Traducteur 2.0

Traducteur 2.0

De nos jours, il est impossible de sortir dans la rue, d’entrer dans le métro ou dans un café sans voir quelqu’un les yeux fixés sur son smartphone ou sa tablette, captivé par sa partie de Candy Crush ou par la lecture de son dernier e-mail. Les nouvelles technologies sont partout, personne n’y échappe et ce, pour le meilleur et pour le pire. Bien sûr, ces changements ne se limitent pas à notre sphère personnelle, ils ont atteint le marché du travail et les bureaux de millions d’entreprises à travers le monde. Les agences de traduction ne font pas exception et, au cours des deux dernières décennies, les traducteurs ont vu leur métier transformé par les nouvelles technologies.

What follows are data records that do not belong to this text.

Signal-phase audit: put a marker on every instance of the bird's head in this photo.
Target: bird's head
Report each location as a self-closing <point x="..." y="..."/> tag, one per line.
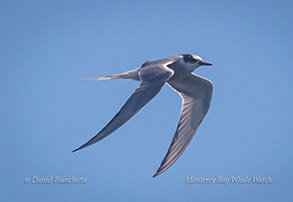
<point x="193" y="61"/>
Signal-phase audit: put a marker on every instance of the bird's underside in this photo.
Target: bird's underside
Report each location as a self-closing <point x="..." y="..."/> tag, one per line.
<point x="195" y="91"/>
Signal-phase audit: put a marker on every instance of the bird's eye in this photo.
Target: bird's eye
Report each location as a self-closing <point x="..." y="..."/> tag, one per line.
<point x="189" y="59"/>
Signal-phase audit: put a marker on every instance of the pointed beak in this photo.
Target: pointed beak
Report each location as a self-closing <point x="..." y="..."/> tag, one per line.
<point x="206" y="63"/>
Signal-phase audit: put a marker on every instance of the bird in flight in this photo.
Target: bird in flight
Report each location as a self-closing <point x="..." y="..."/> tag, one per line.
<point x="176" y="71"/>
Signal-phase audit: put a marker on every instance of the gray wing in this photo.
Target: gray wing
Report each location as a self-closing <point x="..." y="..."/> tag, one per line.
<point x="152" y="78"/>
<point x="196" y="93"/>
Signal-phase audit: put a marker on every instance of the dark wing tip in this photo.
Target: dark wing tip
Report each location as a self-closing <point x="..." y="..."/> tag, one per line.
<point x="81" y="147"/>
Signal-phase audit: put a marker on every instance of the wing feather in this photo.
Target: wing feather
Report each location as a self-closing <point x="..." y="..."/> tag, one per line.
<point x="196" y="93"/>
<point x="152" y="79"/>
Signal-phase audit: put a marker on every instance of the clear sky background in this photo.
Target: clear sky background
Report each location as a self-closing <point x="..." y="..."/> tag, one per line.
<point x="46" y="46"/>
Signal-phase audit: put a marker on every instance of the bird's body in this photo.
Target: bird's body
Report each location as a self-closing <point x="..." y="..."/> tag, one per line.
<point x="176" y="71"/>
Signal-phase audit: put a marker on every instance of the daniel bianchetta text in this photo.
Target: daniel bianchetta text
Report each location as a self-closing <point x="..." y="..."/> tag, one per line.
<point x="55" y="180"/>
<point x="229" y="180"/>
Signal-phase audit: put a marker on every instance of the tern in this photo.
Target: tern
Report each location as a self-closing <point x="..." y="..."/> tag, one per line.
<point x="176" y="71"/>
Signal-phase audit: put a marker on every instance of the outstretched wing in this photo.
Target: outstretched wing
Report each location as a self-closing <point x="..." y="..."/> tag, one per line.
<point x="152" y="78"/>
<point x="196" y="93"/>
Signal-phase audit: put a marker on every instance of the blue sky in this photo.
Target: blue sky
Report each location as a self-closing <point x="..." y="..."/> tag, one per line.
<point x="46" y="46"/>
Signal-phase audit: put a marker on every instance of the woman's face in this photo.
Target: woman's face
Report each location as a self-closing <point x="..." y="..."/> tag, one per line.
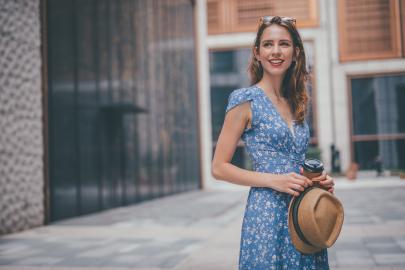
<point x="276" y="50"/>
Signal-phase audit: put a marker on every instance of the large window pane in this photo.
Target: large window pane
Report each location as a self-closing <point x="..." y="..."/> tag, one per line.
<point x="378" y="105"/>
<point x="379" y="121"/>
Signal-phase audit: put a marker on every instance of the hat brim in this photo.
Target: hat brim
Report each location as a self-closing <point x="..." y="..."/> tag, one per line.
<point x="300" y="245"/>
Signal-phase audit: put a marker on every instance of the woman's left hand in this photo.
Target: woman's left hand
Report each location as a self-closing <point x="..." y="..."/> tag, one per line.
<point x="325" y="182"/>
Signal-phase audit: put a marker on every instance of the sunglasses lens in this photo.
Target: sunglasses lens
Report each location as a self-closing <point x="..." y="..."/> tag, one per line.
<point x="267" y="19"/>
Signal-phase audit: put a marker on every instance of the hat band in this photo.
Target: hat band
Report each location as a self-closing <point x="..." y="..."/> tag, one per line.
<point x="295" y="206"/>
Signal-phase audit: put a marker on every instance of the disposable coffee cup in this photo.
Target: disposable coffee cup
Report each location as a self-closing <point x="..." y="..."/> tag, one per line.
<point x="312" y="168"/>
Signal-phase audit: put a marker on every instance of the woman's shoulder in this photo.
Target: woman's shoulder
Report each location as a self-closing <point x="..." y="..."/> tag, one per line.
<point x="244" y="92"/>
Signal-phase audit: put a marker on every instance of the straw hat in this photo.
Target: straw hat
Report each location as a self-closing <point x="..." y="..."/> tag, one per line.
<point x="315" y="219"/>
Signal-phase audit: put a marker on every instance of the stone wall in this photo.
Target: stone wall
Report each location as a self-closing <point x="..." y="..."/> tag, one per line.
<point x="21" y="125"/>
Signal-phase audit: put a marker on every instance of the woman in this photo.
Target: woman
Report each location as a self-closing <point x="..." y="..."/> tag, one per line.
<point x="269" y="117"/>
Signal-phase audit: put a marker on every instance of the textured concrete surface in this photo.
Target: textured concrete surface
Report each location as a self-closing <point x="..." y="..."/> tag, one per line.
<point x="21" y="139"/>
<point x="200" y="230"/>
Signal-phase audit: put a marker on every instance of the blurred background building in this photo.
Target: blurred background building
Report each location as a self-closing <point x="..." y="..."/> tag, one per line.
<point x="109" y="103"/>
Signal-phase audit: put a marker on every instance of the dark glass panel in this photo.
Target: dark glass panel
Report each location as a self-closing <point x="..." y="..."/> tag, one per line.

Fini les dictionnaires et les livres de grammaires en version papier, à présent, les ressources informatiques sont au cœur de notre profession.

Les outils de traduction assistée par ordinateur (TAO) font notamment partie de ces ressources informatiques qui, avec l’arrivée d’internet, ont révolutionné notre façon de travailler. La TAO est un domaine qui s’est développé dans le but d’aider les traducteurs dans leur tâche. Les logiciels de TAO fonctionnent grâce à un processus de segmentation : une fois qu’un fichier a été importé dans le logiciel, ce dernier génère automatiquement un espace de travail avec, d’un côté, les segments à traduire dans la langue source et, de l’autre, des cases vides à remplir avec la traduction correspondante des segments dans la langue cible. Ce système repose sur l’utilisation de mémoires de traductions. Ces mémoires sont des recueils de traductions réalisées préalablement par un traducteur qui sont alimentées grâce au logiciel. Une fois complétées, ces mémoires peuvent être réimplantées dans de nouveaux projets et c’est là que toute leur utilité est révélée. En effet, si le document que nous traduisons présente un contenu similaire à des documents que nous avons traduits précédemment, la mémoire de traduction générera des propositions de traductions selon un seuil de similitude programmé dans le logiciel. Ce seuil dépend d’un degré de correspondance entre le nouveau segment que nous souhaitons traduire et le segment déjà enregistré dans la mémoire. En fonction de notre programmation du logiciel, si celui-ci reconnaît un segment présentant une correspondance de 75 % ou plus avec un segment de la mémoire, la traduction de la mémoire sera proposée au traducteur qui devra ensuite évaluer sa pertinence et la modifier s’il le juge nécessaire.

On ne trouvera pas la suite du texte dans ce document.